CHARLESTON, S.C. (WCBD) – Pfizer and BioNTech are one step closer to supplying more Americans with COVID-19 vaccines. An announcement Monday morning from the company says after thorough trials, a smaller dose of the Pfizer vaccine was found to be safe and effective for children ages five to eleven.
“Over the past nine months, hundreds of millions of people ages 12 and older from around the world have received our COVID-19 vaccine.
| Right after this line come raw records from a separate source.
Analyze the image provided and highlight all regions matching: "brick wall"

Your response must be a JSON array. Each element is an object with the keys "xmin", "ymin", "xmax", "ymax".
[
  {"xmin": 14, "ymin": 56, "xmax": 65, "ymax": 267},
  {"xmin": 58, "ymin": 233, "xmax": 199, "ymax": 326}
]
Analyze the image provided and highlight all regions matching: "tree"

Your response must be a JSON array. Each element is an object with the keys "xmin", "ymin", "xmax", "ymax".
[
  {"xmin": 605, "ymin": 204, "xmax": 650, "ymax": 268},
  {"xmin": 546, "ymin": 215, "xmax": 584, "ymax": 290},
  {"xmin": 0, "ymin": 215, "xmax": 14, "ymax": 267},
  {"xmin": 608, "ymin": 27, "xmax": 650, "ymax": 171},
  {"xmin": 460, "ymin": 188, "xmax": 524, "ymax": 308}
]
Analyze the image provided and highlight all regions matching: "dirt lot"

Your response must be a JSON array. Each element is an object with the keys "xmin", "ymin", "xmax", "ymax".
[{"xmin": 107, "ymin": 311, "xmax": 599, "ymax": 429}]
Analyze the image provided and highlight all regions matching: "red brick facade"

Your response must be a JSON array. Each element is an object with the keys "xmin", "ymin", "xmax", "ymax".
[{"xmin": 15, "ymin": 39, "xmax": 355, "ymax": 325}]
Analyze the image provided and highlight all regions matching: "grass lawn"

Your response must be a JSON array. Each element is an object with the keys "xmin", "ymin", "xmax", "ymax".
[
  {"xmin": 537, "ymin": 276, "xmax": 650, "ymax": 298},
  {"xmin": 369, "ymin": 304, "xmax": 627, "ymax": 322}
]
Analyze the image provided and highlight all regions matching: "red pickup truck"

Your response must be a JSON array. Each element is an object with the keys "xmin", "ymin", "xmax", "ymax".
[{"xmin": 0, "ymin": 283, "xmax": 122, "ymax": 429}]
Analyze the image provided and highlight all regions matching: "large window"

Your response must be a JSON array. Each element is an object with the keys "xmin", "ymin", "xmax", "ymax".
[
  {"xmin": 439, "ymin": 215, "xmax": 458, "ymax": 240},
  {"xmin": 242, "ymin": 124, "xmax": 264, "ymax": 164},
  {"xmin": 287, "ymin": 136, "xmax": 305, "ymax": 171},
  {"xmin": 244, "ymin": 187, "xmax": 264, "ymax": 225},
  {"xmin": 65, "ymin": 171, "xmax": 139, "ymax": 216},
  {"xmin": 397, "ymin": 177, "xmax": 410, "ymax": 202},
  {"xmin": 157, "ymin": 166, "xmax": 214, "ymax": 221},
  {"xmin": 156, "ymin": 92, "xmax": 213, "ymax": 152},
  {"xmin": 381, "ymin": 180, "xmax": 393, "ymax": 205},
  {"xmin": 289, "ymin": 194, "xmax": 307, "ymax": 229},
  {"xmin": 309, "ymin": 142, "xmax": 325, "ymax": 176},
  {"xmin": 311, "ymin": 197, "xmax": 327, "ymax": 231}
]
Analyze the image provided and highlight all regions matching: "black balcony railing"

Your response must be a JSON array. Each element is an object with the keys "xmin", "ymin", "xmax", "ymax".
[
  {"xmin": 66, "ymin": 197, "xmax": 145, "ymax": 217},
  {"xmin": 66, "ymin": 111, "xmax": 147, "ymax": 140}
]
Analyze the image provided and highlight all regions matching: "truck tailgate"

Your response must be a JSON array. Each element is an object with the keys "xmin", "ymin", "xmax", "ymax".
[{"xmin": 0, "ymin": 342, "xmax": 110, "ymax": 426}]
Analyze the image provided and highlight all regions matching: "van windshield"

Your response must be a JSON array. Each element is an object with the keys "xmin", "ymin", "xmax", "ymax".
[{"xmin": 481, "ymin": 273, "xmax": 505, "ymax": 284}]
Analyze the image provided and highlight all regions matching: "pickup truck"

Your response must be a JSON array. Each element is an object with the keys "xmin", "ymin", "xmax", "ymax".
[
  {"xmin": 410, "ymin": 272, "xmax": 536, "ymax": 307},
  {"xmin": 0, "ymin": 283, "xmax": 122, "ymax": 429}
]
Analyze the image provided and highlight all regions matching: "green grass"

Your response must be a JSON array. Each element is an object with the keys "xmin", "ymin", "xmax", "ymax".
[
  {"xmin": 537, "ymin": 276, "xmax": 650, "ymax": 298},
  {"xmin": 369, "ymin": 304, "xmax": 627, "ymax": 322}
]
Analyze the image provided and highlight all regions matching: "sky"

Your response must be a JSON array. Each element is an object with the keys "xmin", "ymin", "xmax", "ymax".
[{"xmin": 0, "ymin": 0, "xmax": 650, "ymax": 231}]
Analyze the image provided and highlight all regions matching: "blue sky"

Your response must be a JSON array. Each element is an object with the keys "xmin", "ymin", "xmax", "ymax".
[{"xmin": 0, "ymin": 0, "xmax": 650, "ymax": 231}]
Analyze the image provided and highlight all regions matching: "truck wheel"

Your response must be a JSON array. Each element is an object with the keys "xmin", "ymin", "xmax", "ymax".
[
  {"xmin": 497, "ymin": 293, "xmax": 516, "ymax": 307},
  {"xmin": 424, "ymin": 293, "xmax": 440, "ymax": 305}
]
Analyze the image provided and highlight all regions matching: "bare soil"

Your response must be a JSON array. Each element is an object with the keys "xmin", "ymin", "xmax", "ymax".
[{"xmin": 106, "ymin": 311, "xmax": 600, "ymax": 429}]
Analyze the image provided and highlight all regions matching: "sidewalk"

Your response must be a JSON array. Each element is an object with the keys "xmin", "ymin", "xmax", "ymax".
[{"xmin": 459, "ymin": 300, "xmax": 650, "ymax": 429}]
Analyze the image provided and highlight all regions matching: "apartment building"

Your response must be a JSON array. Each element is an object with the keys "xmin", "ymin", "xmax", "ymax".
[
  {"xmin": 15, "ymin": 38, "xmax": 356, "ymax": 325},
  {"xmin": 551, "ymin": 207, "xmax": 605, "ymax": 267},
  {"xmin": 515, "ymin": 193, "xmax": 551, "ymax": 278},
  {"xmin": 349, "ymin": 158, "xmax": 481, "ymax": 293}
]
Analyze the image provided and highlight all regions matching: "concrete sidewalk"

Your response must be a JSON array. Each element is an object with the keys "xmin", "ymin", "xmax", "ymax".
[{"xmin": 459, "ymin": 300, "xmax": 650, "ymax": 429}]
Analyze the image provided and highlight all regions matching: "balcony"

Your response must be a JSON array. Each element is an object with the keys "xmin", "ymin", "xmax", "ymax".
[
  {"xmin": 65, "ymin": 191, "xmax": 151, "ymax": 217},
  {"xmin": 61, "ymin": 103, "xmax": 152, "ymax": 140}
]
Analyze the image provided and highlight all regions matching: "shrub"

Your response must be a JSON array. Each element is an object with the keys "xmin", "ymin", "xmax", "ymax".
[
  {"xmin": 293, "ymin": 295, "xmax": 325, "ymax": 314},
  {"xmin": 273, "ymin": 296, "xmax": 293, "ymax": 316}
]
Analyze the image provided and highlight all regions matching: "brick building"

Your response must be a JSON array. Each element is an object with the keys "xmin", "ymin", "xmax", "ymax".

We are eager to extend the protection afforded by the vaccine to this younger population, subject to regulatory authorization, especially as we track the spread of the Delta variant and the substantial threat it poses to children,” said Albert Bourla, Chairman and Chief Executive Officer, Pfizer.
Now Pfizer and BioNTech are compiling data, results, and other information to send to the Food and Drug Administration (FDA) as they are applying for Emergency Use Authorization.
Dr. Alison Eckard, a pediatric infectious disease expert at the Medical University of South Carolina says this update is very welcome and something she and many others have been waiting to hear.
“We’ve been waiting for quite a few months to hear that they are in a position to submit their data to the FDA for, hopefully, approval in this younger age group,” said Dr. Eckard.
The main difference between the vaccines for this younger age group and those for adolescents and adults is the dosage. According to a release from Pfizer and BioNTech, children would receive one-third of the dose that an adult would receive. The process, though, remains the same with two shots administered a few weeks apart.
This development comes as the American Academy of Pediatrics reports a steep increase in the number of COVID-19 cases among children across the United States, according to a recent report.
Dr. Eckard says she has seen more children being hospitalized with the virus since the beginning of July.
“Since about July and particularly in August, we have seen a dramatic shift. We think it’s partly related to how infectious the delta variant is,” she said.
When the vaccine does become available for young children, it will be another tool to protect children from COVID-19. Currently, masking and social distancing are the two measures being taken.
MUSC has been working to research and gauge interest from parents in vaccinating their younger kids and Dr. Eckard says so far, interest is high. That’s based on clinical trials conducted by the hospital.
“People are coming from all parts of the state, sometimes even outside of the state, to ask us if they can enroll their younger children in our trial,” she said. “So, we’ve seen a great amount of interest in vaccinating this younger age group and I think that the main reason is that they recognize how vulnerable this age group is.”
It could still be at least a few months before the FDA decides whether or not to grant Emergency Use Authorization to Pfizer for this age group.
At one point, Pfizer said they were hopeful it would be by Halloween. Dr. Eckard says that could be a stretch, but she hopes it’s sooner rather than later.
“I’m hoping that because we have more data now in the older children, perhaps the process won’t take so long. That would be ideal for that approval to roll out prior to the Christmas holiday and the winter break for many of these schools.”
As for setting up vaccine clinics in schools, Dr. Eckard says MUSC has been in talks with districts, including the Charleston County School District, to figure out the best way to roll out the doses. More details will become available once the vaccine gains approval from the FDA and production begins.